Despite rising tuition costs, an overwhelming percentage of college graduates in the U.S. – 83 percent – say that their college education was a good personal investment. On average, college graduates make more money than people who have only a high school education. People with bachelor’s degrees have median earnings of $45,500 while people with only high school diplomas have median earnings of just $28,000 per year. According to some estimates, over a lifetime, college actually costs a negative $500,000. In other words, not going to college means a financial loss of half a million dollars.

Despite its obvious long-term benefits, a college education is a big upfront investment. Many students and their parents worry about racking up large student debts. Fortunately, you can cut your college costs so that you leave with less loan debt. Here are five strategies for making college more affordable.

1. Choose a Public Service Career

Some schools offer reduced tuition for degrees related to public service. Getting a degree in criminal justice or public safety administration, for example, could cost significantly less than another major. Also, students who go on to careers in public service may be eligible for the Public Service Loan Forgiveness (PSLF) program. To be eligible, you would have to meet the following requirements:

    1. Have a Federal Direct Loan. PSLF forgives direct loans, not Perkins Loans or Federal Family Education Loans. Your Direct Loan can be either subsidized or unsubsidized.
    2. You must make 120 full, on-time, scheduled monthly loan payments. Your record of good faith payments has to start on October 1, 2007, or later. To maximize your benefit, enroll in an income-based repayment program as soon as your payoff period begins.

 

  • You must have a full-time job in a public service organization. You can work for a federal, state, or local government agency, or you can work for a tax-exempt 501©(3) not-for-profit organization. You’ll need to work at least 30 hours per week to qualify for loan forgiveness.

 

2. Take Accelerated Classes

Many schools offer accelerated classes, which means that classes last six to eight weeks instead of a full semester. Taking accelerated classes gives you two big advantages: You’ll graduate earlier, and you’ll likely pay lower tuition.

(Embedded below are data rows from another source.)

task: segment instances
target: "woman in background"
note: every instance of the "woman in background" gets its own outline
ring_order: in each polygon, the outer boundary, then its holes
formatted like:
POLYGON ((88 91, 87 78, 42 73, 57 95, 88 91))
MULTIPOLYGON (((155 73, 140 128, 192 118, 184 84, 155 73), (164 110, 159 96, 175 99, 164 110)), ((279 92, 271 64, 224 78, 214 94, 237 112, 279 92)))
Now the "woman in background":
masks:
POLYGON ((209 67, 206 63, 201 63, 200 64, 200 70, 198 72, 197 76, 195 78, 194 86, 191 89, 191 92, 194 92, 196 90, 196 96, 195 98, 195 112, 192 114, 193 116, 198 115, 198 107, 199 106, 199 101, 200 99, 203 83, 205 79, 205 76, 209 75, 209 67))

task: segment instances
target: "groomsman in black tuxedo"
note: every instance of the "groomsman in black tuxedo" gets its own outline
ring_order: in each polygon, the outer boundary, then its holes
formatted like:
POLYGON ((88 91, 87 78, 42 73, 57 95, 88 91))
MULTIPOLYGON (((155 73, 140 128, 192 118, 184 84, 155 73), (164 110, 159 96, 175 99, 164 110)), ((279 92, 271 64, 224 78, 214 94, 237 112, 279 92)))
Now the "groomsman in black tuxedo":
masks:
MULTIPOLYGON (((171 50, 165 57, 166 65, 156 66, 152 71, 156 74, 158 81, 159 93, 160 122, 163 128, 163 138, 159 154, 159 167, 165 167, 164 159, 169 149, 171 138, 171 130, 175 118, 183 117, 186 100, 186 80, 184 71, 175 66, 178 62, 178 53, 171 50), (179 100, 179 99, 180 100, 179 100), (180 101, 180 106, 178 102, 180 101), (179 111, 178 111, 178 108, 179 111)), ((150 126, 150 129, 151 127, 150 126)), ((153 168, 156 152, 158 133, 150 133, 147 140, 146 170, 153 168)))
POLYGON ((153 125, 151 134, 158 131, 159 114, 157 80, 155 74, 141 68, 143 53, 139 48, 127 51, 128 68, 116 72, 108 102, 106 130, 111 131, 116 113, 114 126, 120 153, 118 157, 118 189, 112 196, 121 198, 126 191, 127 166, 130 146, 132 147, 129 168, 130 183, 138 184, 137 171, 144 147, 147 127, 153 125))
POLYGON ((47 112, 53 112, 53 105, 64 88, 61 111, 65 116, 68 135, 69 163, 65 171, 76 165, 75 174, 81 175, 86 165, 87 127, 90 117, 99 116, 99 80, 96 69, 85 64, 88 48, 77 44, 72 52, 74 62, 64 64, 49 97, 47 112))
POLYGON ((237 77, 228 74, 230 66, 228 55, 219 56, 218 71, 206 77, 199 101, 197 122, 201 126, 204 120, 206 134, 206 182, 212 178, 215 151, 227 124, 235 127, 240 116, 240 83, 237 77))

Accelerated classes can be intense, so you need to make sure that you have good study habits and a solid academic foundation before signing up. Also, if your accelerated classes have an online component, make sure that you have the computer equipment and the self-discipline to be an online student.

3. Start at Community College

Community college courses typically cost a lot less than courses at a four-year institution. Many community colleges also have transfer arrangements with four-year schools in the same state. As long as you have a good GPA in the right community college classes, you can transfer your credits to a four-year school and start as a junior in a bachelor’s degree program.

4. Try Tuition-Free or Locked-In Tuition Programs

Certain colleges waive tuition in exchange for students who work 10 to 15 hours per week. These tuition-free programs usually place students in on-campus jobs related to their majors. Locked-in tuition programs guarantee that the rate you pay as a freshman is the rate you’ll pay every year that you attend school. Some schools charge a fee to lock in tuition rates, so make sure to ask how much guaranteed tuition will cost you.

5. Offset the Costs

If you can find ways to offset your college costs, you can take out smaller loans. Here are some common ways that people offset the cost of going to college:

  • Scholarships. Many universities and private organizations provide scholarships for students of all ages. Legitimate scholarships will never require an application fee, and you won’t have to go to a paid workshop to learn more about them.
  • Employer tuition reimbursement. Many employers will reimburse a percentage of your tuition costs if your classes are relevant to the company and prepare you for a future with that company. Contact someone in HR, or speak to your manager to find out more.

It Can Be Done

The long-term benefits of a college education usually offset the upfront costs. However, you can find smart ways to make those upfront costs much easier to bear.